When you’re a homeowner, you have a lot of money tied up in your home in the form of equity. This money could be utilized to renovate your home, fund a new business, or consolidate your high-interest credit card debt—you just need a way to access it.
One way you can unlock some equity is by taking out a second mortgage. However, qualifying for a second mortgage can be tough if you have bad credit.
Below, we’ll explain how you can improve your chances of qualifying for a second mortgage with bad credit. We’ll also provide some worthwhile alternatives.
What Is a Second Mortgage?
A standard mortgage is simply a home loan that uses your property as collateral. So, then, what is a second mortgage? It’s any type of loan that’s secured by your home, in addition to your original mortgage. Generally, a mortgage lender will only allow you to borrow up to 80% to 85% of your home’s equity with a second mortgage.
Some common types of second mortgages include:
- Home equity loans – A home equity loan is an installment loan. It allows you to borrow a lump sum of money from your home’s equity. Once you receive a home equity loan, you must make periodic payments on it for a set amount of time. Compared to most credit cards and other types of loans, home equity loans often have much lower interest rates.

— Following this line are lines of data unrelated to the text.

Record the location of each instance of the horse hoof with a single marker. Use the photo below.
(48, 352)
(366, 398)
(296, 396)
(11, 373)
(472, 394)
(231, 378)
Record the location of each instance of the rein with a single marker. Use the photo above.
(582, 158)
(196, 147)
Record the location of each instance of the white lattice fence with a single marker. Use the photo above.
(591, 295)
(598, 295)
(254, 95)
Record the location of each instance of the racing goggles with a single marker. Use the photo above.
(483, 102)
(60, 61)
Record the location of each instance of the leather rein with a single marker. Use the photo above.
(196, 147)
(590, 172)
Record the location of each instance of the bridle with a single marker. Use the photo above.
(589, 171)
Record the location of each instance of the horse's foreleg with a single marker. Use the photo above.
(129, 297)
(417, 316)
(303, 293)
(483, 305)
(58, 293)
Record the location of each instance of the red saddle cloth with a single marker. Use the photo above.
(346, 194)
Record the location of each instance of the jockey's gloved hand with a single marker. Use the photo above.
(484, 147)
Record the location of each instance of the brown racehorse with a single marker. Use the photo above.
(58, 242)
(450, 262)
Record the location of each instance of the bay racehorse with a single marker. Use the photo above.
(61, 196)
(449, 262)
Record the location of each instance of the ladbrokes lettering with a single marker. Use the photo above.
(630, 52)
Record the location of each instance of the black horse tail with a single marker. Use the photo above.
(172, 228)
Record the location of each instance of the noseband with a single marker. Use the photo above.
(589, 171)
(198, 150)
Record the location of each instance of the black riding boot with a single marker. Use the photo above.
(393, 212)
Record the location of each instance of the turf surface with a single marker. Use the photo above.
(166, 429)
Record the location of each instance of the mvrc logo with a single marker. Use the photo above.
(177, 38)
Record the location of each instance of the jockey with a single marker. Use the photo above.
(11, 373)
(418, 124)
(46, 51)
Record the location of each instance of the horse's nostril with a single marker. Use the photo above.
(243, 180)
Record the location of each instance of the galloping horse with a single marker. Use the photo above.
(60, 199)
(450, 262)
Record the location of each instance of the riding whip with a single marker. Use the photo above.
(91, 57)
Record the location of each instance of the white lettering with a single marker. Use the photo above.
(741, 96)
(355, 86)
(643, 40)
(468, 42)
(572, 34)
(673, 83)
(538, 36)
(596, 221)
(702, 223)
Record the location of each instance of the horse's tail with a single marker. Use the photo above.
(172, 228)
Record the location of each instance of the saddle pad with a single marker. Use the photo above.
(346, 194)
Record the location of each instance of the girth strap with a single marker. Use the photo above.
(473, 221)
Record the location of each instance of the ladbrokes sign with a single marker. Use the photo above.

- Home equity lines of credit (HELOC) – A HELOC is a revolving line of credit that allows you to borrow money each month from your equity up to a set amount. At the end of the month, you’ll have to repay the amount you borrowed, plus interest. Many people use their HELOC for home renovations or to pay off debt. But many people find themselves using HELOC to pay off mortgage. This option is often confused with a home equity loan, however, there are some important differences between a home equity loan vs. HELOC.
With both types of second mortgages, interest payments may be tax-deductible.
Second Mortgage Eligibility Requirements
To qualify for a second mortgage, you usually need to:
- Have at least 15% equity in your home
- Be up-to-date on your primary mortgage payments
- Have a debt-to-income ratio of 43% or below
- Have a verifiable income from the past two years
- Have a credit score of 620 or above (though some lenders require an even higher credit score)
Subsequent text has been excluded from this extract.